Nov. 1 (UPI) -- Most models of the Big Bang take the ignition for granted. Researchers at the University of Central Florida wanted to explore how the birth of the cosmos was set in motion.
After analyzing supernova explosions and considering the constraints of an unborn universe, a team of engineers and astrophysicists at UCF developed a new theory for the mechanisms that could trigger a Big Bang explosion. They published their theory Friday in the journal Science.
"We defined the critical criteria where we can drive a flame to self-generate its own turbulence, spontaneously accelerate and transition into detonation," study co-author Kareem Ahmed, an assistant professor in UCF's department of mechanical and aerospace engineering, said in a news release. "We're using the turbulence to enhance the mixing of the reactions to the point where it transitions into this violent reaction and essentially leads to supernovas, which is exploding stars in simple terms. We're taking a simplified flame to where it's reacting at five times the speed of sound."
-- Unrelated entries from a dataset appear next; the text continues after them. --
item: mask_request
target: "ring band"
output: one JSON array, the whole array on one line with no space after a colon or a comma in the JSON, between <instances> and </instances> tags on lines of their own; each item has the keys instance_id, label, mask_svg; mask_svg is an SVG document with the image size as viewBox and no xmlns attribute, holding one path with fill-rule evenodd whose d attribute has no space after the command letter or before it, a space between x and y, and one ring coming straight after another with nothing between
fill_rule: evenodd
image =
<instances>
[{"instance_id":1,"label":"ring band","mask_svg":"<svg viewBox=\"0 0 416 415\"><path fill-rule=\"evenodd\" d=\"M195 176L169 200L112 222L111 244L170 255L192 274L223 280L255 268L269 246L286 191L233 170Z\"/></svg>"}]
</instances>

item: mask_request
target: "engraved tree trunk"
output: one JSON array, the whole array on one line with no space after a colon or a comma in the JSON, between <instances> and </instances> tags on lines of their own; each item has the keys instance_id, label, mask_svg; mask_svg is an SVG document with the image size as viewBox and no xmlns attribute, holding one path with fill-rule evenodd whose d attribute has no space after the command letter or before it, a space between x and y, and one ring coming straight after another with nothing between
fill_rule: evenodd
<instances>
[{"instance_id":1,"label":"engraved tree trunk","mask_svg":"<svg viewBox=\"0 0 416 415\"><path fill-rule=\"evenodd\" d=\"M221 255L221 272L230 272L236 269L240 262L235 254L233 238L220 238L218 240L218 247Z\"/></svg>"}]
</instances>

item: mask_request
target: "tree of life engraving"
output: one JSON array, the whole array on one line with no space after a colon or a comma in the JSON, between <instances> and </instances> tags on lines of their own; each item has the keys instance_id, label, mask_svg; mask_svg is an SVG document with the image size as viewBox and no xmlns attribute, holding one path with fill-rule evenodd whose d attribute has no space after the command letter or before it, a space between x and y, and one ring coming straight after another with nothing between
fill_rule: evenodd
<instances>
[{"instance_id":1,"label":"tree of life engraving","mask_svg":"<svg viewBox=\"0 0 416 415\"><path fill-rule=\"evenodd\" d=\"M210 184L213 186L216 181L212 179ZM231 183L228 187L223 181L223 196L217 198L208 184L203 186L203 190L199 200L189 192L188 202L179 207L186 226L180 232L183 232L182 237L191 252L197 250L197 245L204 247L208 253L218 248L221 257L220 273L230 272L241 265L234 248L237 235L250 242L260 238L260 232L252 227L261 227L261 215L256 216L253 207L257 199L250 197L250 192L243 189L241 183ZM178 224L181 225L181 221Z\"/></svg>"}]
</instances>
Ahmed and his colleagues first happened upon a novel mechanism for ignition while analyzing supernova reactions and looking for new methods for hypersonic jet propulsion.
"When we started to dig deeper, we realized that this is relatable to something as profound as the origin of the universe," he said.
With enough turbulence, the scientists found an unconfined flame can become self-perpetuating. Once the flame is self-perpetuating, it starts to consume the energy it has ingested and a Mach 5 hypersonic supernova explosion is triggered.
The researchers tested the new ignition mechanics inside a turbulent shock tube in the labs at UCF.
"Thermonuclear combustion waves in [type Ia supernovae] are qualitatively similar to chemical combustion waves on Earth because they are controlled by the same physical mechanisms," researchers wrote in their paper.
Authors of the new new study suggest their ignition theory could be used to develop more powerful and efficient engines for faster air and space travel. Ahmed and his researcher partners hope the theory will eventually inspire a zero-emissions engine, in which all the combustion components are converted into energy.